Hmmm. I can honestly say that my head feels exactly the same, I don’t feel any fitter (replacing alcohol with chocolate didn’t really help) and, as the alcohol is ridiculously cheap here (a six pack of beer is cheaper than a litre of fresh apple juice), I don’t feel we’ve saved much money either. All we’ve done is make ourselves miserable. Sparkling Water Friday is definitely not as much fun as Prosecco Friday.
Today I made a pseudo-healthy cake to give us a treat, without piling on too many pounds. This Glazed Lemon Loaf contains lemon juice and is butter free, so you can almost convince yourself that it’s better for you than eating fresh fruit and vegetables.

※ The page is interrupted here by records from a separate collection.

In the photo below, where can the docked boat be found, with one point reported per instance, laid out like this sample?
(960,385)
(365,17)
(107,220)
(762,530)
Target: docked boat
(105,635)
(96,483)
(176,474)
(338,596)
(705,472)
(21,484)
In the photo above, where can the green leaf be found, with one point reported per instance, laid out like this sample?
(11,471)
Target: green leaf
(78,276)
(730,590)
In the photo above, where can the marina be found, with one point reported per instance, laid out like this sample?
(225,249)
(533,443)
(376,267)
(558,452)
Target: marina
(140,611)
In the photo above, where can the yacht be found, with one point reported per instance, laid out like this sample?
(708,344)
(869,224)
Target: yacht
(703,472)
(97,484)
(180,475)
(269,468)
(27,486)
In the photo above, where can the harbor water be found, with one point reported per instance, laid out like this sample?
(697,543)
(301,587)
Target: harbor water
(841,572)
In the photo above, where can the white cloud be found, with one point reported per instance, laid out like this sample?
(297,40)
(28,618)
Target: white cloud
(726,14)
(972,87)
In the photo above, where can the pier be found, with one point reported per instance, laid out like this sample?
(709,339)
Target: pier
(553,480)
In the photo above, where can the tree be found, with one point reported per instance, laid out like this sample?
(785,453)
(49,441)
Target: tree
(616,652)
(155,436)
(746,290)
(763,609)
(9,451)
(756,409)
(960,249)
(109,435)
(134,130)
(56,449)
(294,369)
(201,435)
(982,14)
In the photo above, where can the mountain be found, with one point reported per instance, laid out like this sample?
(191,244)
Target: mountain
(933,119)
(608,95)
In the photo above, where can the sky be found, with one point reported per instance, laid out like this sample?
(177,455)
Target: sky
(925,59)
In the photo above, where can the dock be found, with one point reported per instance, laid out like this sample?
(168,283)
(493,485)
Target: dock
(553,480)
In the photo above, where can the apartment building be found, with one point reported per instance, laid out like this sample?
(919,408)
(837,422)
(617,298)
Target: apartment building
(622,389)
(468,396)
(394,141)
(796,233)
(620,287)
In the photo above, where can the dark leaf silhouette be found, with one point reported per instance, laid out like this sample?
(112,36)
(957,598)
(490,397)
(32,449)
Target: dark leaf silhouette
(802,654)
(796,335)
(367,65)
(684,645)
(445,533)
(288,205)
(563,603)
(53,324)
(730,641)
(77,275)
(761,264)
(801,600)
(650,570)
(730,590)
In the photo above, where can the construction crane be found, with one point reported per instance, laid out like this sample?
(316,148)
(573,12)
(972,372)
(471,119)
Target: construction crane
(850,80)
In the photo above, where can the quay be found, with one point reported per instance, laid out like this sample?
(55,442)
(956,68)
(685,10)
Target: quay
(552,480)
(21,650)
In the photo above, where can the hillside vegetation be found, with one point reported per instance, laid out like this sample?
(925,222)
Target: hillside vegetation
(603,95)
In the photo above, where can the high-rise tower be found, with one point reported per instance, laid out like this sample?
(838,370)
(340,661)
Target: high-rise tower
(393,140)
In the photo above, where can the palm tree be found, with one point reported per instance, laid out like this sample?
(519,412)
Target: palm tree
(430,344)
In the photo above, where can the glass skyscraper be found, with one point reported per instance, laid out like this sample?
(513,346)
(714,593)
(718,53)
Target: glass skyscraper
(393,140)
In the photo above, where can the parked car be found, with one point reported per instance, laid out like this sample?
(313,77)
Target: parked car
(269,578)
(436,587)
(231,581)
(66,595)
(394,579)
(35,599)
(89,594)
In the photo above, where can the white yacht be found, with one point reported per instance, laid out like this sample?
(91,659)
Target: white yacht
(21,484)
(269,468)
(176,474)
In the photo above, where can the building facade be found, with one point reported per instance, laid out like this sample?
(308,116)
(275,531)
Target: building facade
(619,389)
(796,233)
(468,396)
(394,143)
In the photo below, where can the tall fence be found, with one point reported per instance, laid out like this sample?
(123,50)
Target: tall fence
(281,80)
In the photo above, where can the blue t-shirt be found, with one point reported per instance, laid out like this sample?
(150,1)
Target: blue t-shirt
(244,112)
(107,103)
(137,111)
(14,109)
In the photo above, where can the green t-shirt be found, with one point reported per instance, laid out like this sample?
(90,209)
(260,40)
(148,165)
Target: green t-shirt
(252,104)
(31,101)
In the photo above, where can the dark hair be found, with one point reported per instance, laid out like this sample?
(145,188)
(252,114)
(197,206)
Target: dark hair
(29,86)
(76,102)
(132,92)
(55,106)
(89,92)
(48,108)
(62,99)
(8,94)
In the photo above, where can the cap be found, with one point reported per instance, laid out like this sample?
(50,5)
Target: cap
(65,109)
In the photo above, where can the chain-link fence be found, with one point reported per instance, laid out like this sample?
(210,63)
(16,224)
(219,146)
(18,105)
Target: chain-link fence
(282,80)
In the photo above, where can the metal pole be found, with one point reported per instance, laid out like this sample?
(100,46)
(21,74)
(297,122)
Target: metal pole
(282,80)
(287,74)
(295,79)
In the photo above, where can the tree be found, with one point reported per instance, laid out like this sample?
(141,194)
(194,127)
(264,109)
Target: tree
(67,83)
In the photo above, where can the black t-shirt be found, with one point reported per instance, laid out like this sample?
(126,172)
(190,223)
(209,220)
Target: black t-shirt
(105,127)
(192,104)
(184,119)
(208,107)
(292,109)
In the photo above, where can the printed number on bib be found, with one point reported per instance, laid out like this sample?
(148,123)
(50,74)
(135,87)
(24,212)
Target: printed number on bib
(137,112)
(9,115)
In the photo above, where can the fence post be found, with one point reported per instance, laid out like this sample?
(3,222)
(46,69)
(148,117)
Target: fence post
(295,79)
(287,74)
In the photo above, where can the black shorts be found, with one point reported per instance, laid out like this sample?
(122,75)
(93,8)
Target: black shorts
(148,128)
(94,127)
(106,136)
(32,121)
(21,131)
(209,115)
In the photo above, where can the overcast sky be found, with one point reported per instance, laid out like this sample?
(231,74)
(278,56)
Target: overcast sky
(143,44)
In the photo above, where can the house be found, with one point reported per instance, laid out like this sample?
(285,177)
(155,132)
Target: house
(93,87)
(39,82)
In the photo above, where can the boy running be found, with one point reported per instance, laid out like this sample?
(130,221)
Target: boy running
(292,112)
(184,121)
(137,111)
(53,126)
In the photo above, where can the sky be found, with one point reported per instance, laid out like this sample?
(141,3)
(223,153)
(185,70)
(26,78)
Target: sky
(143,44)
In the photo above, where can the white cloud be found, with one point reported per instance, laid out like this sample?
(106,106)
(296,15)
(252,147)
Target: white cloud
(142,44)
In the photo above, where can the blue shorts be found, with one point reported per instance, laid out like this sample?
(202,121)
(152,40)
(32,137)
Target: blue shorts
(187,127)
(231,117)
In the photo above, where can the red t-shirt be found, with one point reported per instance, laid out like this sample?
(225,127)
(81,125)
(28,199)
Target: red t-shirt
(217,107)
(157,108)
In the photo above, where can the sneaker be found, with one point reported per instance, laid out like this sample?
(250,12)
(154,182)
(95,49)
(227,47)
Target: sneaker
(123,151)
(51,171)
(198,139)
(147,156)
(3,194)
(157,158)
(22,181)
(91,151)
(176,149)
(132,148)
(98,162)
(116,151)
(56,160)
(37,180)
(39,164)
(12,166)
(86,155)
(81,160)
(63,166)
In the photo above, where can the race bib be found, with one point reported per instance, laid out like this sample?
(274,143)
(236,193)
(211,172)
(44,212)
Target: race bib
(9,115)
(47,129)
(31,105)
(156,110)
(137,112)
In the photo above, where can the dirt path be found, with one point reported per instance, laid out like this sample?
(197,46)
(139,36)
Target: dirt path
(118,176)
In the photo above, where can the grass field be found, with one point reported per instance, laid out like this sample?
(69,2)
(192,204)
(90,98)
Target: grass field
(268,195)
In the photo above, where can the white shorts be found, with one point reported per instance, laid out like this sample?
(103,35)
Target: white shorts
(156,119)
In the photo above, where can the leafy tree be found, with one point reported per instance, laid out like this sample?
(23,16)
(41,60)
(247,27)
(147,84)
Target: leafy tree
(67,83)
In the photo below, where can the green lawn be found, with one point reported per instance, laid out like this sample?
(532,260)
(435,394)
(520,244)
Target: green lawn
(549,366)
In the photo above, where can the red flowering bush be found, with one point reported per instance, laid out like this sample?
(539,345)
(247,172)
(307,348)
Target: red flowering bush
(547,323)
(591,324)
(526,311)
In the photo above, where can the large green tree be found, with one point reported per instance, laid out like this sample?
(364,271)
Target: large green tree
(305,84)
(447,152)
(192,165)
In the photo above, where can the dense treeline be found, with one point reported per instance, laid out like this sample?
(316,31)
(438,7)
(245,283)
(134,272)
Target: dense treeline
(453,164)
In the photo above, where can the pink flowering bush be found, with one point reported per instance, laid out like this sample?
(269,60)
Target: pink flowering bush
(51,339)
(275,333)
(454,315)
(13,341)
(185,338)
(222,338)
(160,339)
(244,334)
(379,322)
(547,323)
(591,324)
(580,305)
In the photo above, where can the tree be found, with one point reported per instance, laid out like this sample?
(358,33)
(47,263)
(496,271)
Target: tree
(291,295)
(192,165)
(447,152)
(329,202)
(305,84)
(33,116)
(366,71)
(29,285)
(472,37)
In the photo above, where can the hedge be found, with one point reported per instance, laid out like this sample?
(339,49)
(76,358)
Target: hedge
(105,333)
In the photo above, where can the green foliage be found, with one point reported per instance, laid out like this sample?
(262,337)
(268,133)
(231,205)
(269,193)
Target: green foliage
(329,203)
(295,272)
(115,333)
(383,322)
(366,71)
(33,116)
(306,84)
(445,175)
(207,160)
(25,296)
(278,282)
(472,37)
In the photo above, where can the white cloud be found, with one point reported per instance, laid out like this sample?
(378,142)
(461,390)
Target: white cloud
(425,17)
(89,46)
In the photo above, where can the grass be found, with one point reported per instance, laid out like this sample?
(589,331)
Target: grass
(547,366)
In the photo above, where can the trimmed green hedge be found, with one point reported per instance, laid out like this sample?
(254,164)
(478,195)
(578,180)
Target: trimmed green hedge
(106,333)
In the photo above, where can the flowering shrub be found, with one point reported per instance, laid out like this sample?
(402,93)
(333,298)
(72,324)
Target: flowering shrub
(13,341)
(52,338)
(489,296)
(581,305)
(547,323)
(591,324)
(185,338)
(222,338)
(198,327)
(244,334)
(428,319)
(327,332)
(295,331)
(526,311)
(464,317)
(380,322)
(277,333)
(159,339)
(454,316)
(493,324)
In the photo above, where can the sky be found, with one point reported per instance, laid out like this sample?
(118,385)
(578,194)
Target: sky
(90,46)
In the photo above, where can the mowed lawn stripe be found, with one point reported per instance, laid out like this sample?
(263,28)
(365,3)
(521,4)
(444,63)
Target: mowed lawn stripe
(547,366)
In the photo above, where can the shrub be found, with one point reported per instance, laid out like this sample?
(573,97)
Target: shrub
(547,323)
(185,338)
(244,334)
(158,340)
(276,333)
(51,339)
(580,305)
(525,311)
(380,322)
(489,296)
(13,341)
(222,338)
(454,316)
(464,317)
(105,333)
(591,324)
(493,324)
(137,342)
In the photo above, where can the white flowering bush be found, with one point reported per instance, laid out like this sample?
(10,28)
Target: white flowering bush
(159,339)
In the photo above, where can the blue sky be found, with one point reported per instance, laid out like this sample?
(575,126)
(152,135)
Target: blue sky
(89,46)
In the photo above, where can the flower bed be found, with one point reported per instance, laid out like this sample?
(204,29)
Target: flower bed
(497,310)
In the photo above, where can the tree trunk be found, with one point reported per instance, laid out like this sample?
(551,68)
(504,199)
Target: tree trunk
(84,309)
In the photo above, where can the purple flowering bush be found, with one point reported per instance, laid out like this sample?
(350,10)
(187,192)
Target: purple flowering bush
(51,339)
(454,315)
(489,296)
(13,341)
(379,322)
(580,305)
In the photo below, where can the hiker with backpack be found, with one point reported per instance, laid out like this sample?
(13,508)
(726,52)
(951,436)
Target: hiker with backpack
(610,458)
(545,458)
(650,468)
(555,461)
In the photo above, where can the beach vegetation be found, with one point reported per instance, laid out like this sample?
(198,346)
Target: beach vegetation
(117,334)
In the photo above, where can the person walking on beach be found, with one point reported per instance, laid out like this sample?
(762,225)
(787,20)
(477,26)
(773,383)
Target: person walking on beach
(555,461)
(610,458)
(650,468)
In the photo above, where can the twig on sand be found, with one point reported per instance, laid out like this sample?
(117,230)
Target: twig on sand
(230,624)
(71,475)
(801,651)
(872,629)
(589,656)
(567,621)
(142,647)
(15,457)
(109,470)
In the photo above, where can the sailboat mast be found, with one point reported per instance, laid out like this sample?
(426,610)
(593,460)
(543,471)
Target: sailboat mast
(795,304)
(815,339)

As long as you don’t eat the whole thing yourself in one go – obviously, not something I would ever do…
Glazed Lemon Loaf
- 190g cups plain flour
- 150g caster sugar
- 1 tsp. baking powder
- 1/2 tsp. bicarb of soda
- Finely shredded zest of 3 lemons
- Pinch of salt
- 2 eggs
- 60ml milk
- Juice of 3 lemons (about 60ml)
- 60ml cup oil
- 1 tsp. vanilla extract
For the Glaze:
- 70g sugar
- Juice of 1 large lemon (about 20ml.)
Preheat oven to 175 C/350 F/Gas Mark 4. Line a loaf tin with baking paper
Mix the flour, sugar, baking powder, baking soda, lemon zest and salt together in a large bowl. In another bowl, whisk together the eggs, milk, oil and vanilla until blended. Pour the wet ingredients into the dry ingredients. Using a rubber spatula, mix until they are just combined, forming a thick, slightly lumpy batter. Pour the batter into the prepared pan.
Bake the cake until golden brown and it feels springy to the touch when pressed lightly in the middle, about 35 minutes. Transfer the pan to a wire rack and, using a skewer, make 8 uniformly spaced holes in the cake.
To make the glaze, combine the sugar and lemon juice in a small saucepan and bring to a boil over a medium heat. Continue to boil until the mixture is bubbling and frothy on the surface, about 3 minutes. Remove from the heat and immediately pour evenly over the surface of the hot cake.
Let the glazed cake cool completely in the pan on the rack. Turn upright onto a serving plate. I topped it with lemon icing at this point (lemon juice and icing sugar mixed together).
Eat compulsively until you can have a glass of wine again.